Shelly continued with her instructions, being oblivious to my plan and then said, “That’s how you do a burpee. Do you have questions?” She had winded herself after the one.

“No, I’m good. Thank you.” I swore I heard her sigh with relief.

“Before you go, Jolene. Someone has reached out to me to talk to you. I think it would do you some good to speak to them.”

“Someone? Not my mom or dad, right?” I wouldn’t talk to either of them, not until they apologized. They never would.

“Conrad Jackson. Should I arrange a meeting with the three of us for tomorrow?” Shelly asked.

“Conrad wants to see me?” I asked, surprised. I thought he’d hate me for his brother, Monte, dying. Yeah, they didn’t get along like most siblings. I was an only child, so I didn’t know, but I saw it enough with my dead friends and classmates.

“Yes.”

“Okay then.” What did Conrad want to say to me or yell at me? I deserved whatever he wanted to do.
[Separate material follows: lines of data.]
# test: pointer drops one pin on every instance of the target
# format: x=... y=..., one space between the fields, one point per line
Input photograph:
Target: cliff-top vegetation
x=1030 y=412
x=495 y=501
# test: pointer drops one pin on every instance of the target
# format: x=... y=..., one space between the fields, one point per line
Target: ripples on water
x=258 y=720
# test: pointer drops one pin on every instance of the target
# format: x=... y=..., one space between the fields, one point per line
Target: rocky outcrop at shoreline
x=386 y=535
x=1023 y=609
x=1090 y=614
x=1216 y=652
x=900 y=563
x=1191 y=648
Hopefully, after he did, he’d get some peace. I couldn’t change his brother’s death. Monte had his junk cut off and his innards pulled out. He shouldn’t have slept with Kaylee while he dated Corrie.

Shelly glanced at the clock on the wall and said, “Looks like your lawyer is running late, but your guards can take you to the jail without him.”

“I can see myself out then,” I said.

“No, the rule for you to come here is that your lawyer or an adult, must accompany you in and out of this room. I guess me doing it will be fine.”

I didn’t point out that I was an adult, and if I walked the few feet to the door, it wouldn’t kill me. Not like I could disappear without her noticing.

Someone knocked on the door. Before Shelly could answer it, my lawyer, Roger Dangers, entered the room, saying, “Sorry, traffic. Did everything go well?”

“Yes, Jolene and I made actual progress. I still want to see her tomorrow for a longer appointment, Mr. Dangers,” Shelly said.

“Call me Roger, Shelly,” my lawyer said. He turned to me. “Jolene, please sit and wait for your therapist and I to finish speaking.”

Why did old people do this? They clearly wanted to talk about me. I grumbled and sat on the couch. At least I’d get a few more minutes to look out the window despite the bars.

I asked Shelly once did she normally see such dangerous people. She answered me after taking a moment to think, ‘not normally’ and didn’t say another word about it, so I didn’t ask again. She’d gotten special arrangements for me to come here. I guessed the extra protection was part of the deal.

Snow had fallen the previous night. It lined the roof of the building next door. The sun shined off the white stuff, making everything much brighter. How I missed standing in the rays or shoveling the nasty white stuff away from the cabin door. Bob would be outside cutting down a tree.

“Have you…” my lawyer said before his voice quieted down. He glanced over at me.

“Doctor patient confidentiality,” Shelly said.

I heard that loud and clear.

“Give me something to work with, I’m trying to…” Dangers whispered next, and I missed the rest of his words.

To what? Save my life? He has got to be kidding me. What Bob and I did was out of necessity. People wouldn’t just let us live our lives. We would’ve been fine if we were left alone.

“I need more…” Shelly said.

More what?

“Will ask you…” my lawyer said.

The rest of their words I couldn’t make out because they whispered even lower.

I sighed and stood, having enough before saying, “I need to go. I got plans.”

“Yeah, we’ll talk later,” my lawyer said to my psychologist.

“Tomorrow, I got other clients to see,” Shelly said. “You have a good day, Jolene.”

My lawyer escorted me to the guard who shackled me before we headed outside.

At least tomorrow, I’d get to see Conrad. What was I going to wear? Ah, my normal tan shirt and pants the jail provided.

Maybe I can steal or make some makeup before tomorrow.